The ellar_sql.model.Model class acts as a factory for creating SQLAlchemy models, and associating the generated models with the corresponding Metadata through their designated __database__ key.

This class can be configured through the __base_config__ attribute, allowing you to specify how your SQLAlchemy model should be created. The __base_config__ attribute can be of type ModelBaseConfig, which is a dataclass, or a dictionary with keys that match the attributes of ModelBaseConfig.

Attributes of ModelBaseConfig:

  • as_base: Indicates whether the class should be treated as a Base class for other model definitions, similar to creating a Base from a DeclarativeBase or DeclarativeBaseNoMeta class. (Default: False)
  • use_base: Specifies the base classes that will be used to create the SQLAlchemy model. (Default: [])

Creating a Base Class

Model treats each model as a standalone entity. Each instance of model.Model creates a distinct declarative base for itself, using the __database__ key as a reference to determine its associated Metadata. Consequently, models sharing the same __database__ key will utilize the same Metadata object.

Let's explore how we can create a Base model using Model, similar to the approach in traditional SQLAlchemy.

from ellar_sql import model, ModelBaseConfig


class Base(model.Model):
    __base_config__ = ModelBaseConfig(as_base=True, use_bases=[model.DeclarativeBase])


assert issubclass(Base, model.DeclarativeBase)

If you are interested in SQLAlchemy’s native support for data classes, then you can add MappedAsDataclass to use_bases as shown below:

from ellar_sql import model, ModelBaseConfig


class Base(model.Model):
    __base_config__ = ModelBaseConfig(as_base=True, use_bases=[model.DeclarativeBase, model.MappedAsDataclass])

assert issubclass(Base, model.MappedAsDataclass)

In the examples above, Base classes are created, all subclassed from the use_bases provided, and with the as_base option, the factory creates the Base class as a Base.

Create base with MetaData

You can also configure the SQLAlchemy object with a custom MetaData object. For instance, you can define a specific naming convention for constraints, ensuring consistency and predictability in constraint names. This can be particularly beneficial during migrations, as detailed by Alembic.

For example:

from ellar_sql import model, ModelBaseConfig

class Base(model.Model):
    __base_config__ = ModelBaseConfig(as_base=True, use_bases=[model.DeclarativeBase])

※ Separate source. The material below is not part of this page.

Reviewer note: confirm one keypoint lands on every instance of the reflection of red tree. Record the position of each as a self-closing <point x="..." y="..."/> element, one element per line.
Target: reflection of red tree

    metadata = model.MetaData(naming_convention={
        "ix": 'ix_%(column_0_label)s',
        "uq": "uq_%(table_name)s_%(column_0_name)s",
        "ck": "ck_%(table_name)s_%(constraint_name)s",
        "fk": "fk_%(table_name)s_%(column_0_name)s_%(referred_table_name)s",
        "pk": "pk_%(table_name)s"
    })

Abstract Models and Mixins

If the desired behavior is only applicable to specific models rather than all models, you can use an abstract model base class to customize only those models. For example, if certain models need to track their creation or update timestamps, t his approach allows for targeted customization.

from datetime import datetime, timezone
from ellar_sql import model
from sqlalchemy.orm import Mapped, mapped_column

class TimestampModel(model.Model):
    __abstract__ = True
    created: Mapped[datetime] = mapped_column(default=lambda: datetime.now(timezone.utc))
    updated: Mapped[datetime] = mapped_column(default=lambda: datetime.now(timezone.utc), onupdate=lambda: datetime.now(timezone.utc))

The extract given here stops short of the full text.